When I was young I used to play some MSX games in Japanese, the language doesn't really matter for a lot of these 1980s games, and you would frequently see English words and terms written in Latin characters used all over the place.
Why won't this work for Hindi? Are people not familiar with these characters? Or is there just no tradition of doing so?
> So if I understand correctly, Latin characters aren't used for loanwords like this in written text?
It happens in casual text - WhatsApp forwards, SMS messages. But for official writing - you pick a language and stick to it, as much as possible. This made more than a few notices impossibly hard to read when I was in college, because the Hindi felt archaic, even if it wasn't.
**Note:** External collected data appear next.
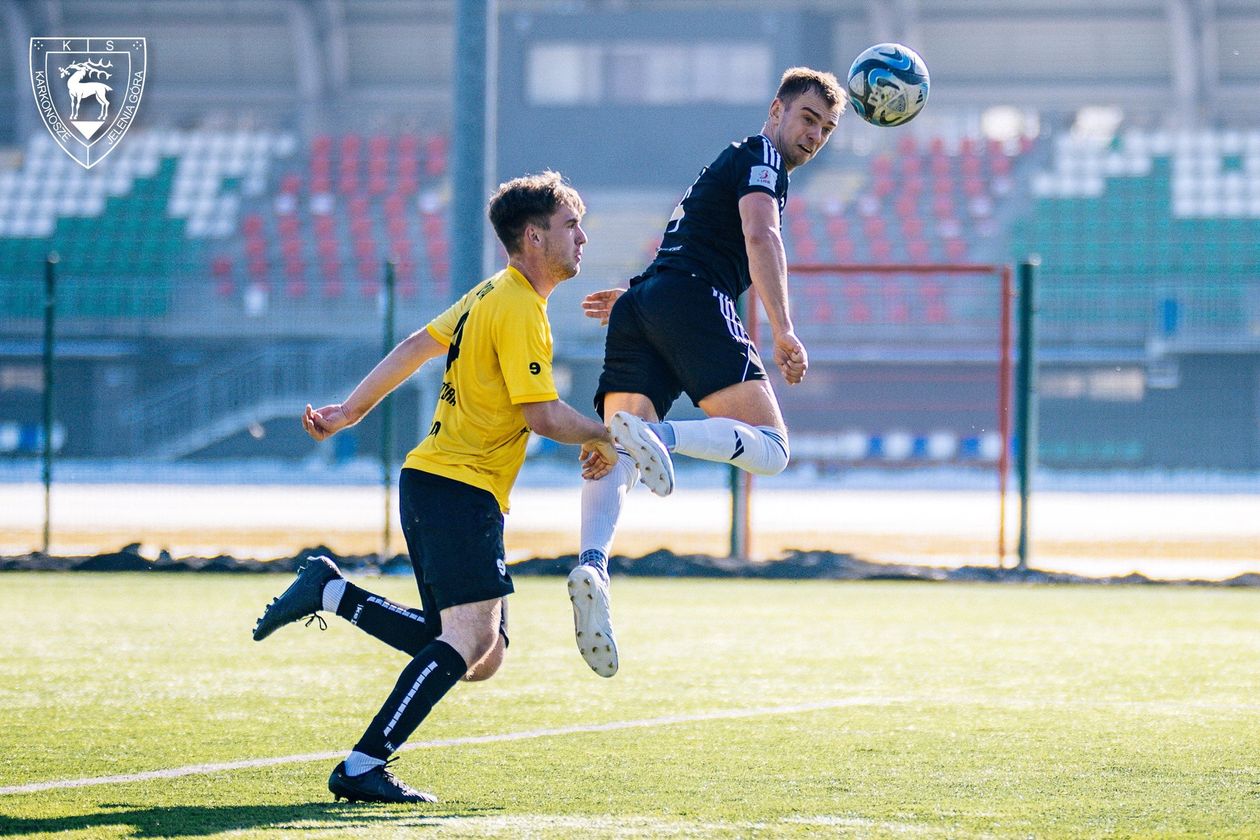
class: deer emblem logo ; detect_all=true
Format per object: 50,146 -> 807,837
29,38 -> 147,169
58,59 -> 113,120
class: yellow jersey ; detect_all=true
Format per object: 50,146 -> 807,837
402,266 -> 559,512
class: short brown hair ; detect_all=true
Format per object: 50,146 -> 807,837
776,66 -> 845,113
488,170 -> 585,256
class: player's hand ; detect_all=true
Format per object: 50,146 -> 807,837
581,288 -> 625,326
579,435 -> 618,480
302,403 -> 352,441
773,330 -> 808,385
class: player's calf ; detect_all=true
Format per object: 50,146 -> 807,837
664,417 -> 790,476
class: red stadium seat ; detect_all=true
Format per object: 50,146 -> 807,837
353,237 -> 376,262
843,279 -> 871,324
424,134 -> 448,176
921,278 -> 948,324
321,270 -> 344,299
882,278 -> 910,323
794,237 -> 818,262
421,213 -> 443,238
284,258 -> 307,298
211,256 -> 234,296
387,214 -> 409,237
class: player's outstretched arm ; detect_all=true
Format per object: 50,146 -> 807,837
301,329 -> 446,442
739,192 -> 808,385
581,288 -> 625,326
520,399 -> 617,479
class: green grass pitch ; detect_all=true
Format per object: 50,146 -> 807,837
1,573 -> 1257,838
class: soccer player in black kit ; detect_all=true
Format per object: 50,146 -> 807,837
567,67 -> 845,678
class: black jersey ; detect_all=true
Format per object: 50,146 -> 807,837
641,133 -> 789,300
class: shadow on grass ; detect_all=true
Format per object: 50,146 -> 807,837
0,801 -> 504,837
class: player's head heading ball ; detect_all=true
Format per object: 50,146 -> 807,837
489,171 -> 586,256
775,67 -> 845,114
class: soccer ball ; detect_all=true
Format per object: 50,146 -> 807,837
846,43 -> 930,127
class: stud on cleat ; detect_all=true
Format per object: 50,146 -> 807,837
327,759 -> 436,804
567,563 -> 619,677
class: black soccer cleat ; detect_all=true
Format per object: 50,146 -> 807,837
328,759 -> 437,803
252,555 -> 342,641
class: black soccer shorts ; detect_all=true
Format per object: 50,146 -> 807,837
398,468 -> 514,626
594,269 -> 767,420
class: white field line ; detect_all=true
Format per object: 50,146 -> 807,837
6,694 -> 1257,797
0,699 -> 867,796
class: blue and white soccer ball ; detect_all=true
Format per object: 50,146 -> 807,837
846,43 -> 930,127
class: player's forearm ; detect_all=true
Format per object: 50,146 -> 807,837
343,330 -> 443,423
522,399 -> 609,446
746,232 -> 794,336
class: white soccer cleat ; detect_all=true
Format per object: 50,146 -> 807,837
610,411 -> 675,497
567,564 -> 618,678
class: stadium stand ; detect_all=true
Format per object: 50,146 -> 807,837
207,132 -> 452,305
1013,130 -> 1260,349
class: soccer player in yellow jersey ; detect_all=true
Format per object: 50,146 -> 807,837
251,171 -> 615,804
Other countries had a rich culture of research and scientific literature published in native languages. India never got that to a national scale, because India has hundreds of languages[0] so any efforts were local. A paper published in Tamil would be unreadable by folks a hundred miles away, so English became the technical lingua-franca of the nation (The colonial imposition didn't help either).
When a developer searches stack-overflow for an answer, english works better because it serves all developers in India.
[0]: India scores 0.914 on the Linguistic diversity Index, which ranges from 0 (everyone has the same mother tongue) to 1 (no two people have the same mother tongue)
I think English is the lingua franca of science and computing pretty much anywhere now? Just as Latin was in the past? Newton didn't publish in English, but in Latin, as did most people of his day.
In Dutch, I would just say "de server is kapot" ("the server is broken"). There is no attempt to translate words like "server" to Dutch. You see the same in Indonesian (standard Indonesian, Bahasa, there are many Indonesian languages) where these kind of words are just copied ad-verbatim from either English or (for older words) Dutch. For many technical terms in the IT world there are no "Dutch words": just the English ones. The exceptions seem to be the ones where there are Dutch words that are close enough to the English ones ("function" → "functie", "variables" → "variabelen"). Both languages having similar Germanic roots with Latin/Greek influences helps I suppose.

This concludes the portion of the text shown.